Friday, August 18, 2006


At last, after several years of probing, searching, trying on and then rejecting one name after another for what I physically do with patients' bodies, trying to encompass the whole of the nervous system and the whole of one's interaction with it within a single name, I've settled on dermoneuromodulation.

It has these main important inclusions:
1. The "neuro" portion is the most important. It provides the concept that the nervous system is central to any treatment interaction, at any and at every level, the whole way from the attempt to include only slowadapting non-nocioceptive stretch receptors (Ruffini endings in the skin), to answering any and every question a patient may have, to providing an overview of how the nervous system works and how pain is generated, as a standard part of every encounter with every new patient.
2. The term "modulation" is what the nervous system is doing in response to an input. It modulates itself in response to any sensory input. It does this continually from its initial formation in utero until the moment it dies, at whatever age one dies.
3. The prefix "dermo" means, sensory input through the skin, kinesthetic sensory input. Other prefixes mean other things.

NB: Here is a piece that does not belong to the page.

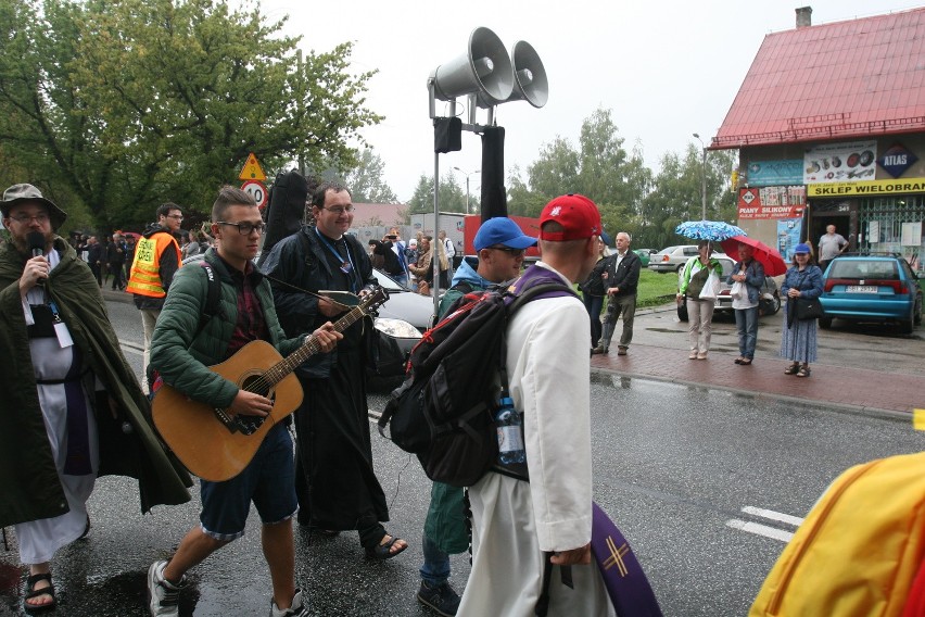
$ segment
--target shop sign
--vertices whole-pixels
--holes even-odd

For example "psychoneuromodulation" would lean more toward describing psychological input that could result in modulation delivered to the human organism via the (cultural, social) mind, as opposed to kinesthetic input that could result in modulation delivered to the human organism via the physically sensing brain. Not that both couldn't happen simultaneously, or don't all the time in manual treatment. (If we try to pretend they don't we're kidding ourselves.)

It has these important exclusions:
1. It is a brand new word combination that I've seen nowhere else.
2. It therefore carries no baggage.
3. It will never (as long as I am in control of this new meme I'm introducing) contain anti-scientific or pseudo-scientific ideas.
4. Most importantly, there is not a speck, not one hint of any reference to any mesodermal derivative embedded in this term anywhere. This means;
- no mention of mobilizing of any joints
- no reference to moving bones
- no suggestion of releasing fascia
- no talk of muscle lengthening
If any of these things happen during or after dermoneuromodulation, fine, but any changes in any mesodermally derived tissue will be as a result of the brain/nervous system of the patient in question deciding to modulate itself to allow such a thing to happen, not a direct result of a practitioner's applied force.

I have spent years working my way out of confusing conceptual traps by learning all I can about how the human organism with an intact nervous system actually works, how it can end up in trouble (i.e., pain), how it actually interacts with another system (e.g., mine) to its own benefit. The hits now outweigh the misses by far, because my own nervous system (including my own mind) and motor output has adapted over many years, has become the best possible human primate social grooming nervous system it can be, has learned to be slow and gentle and patient on the one hand, nitpicky and precise and persistent on the other, when treating other nervous systems.

This naming process has been a long time coming, mainly because those exact same personal traits carried over into it. It feels like a long-awaited birth has finally occurred, but (thankfully) not as exhausting as the teaching experience was.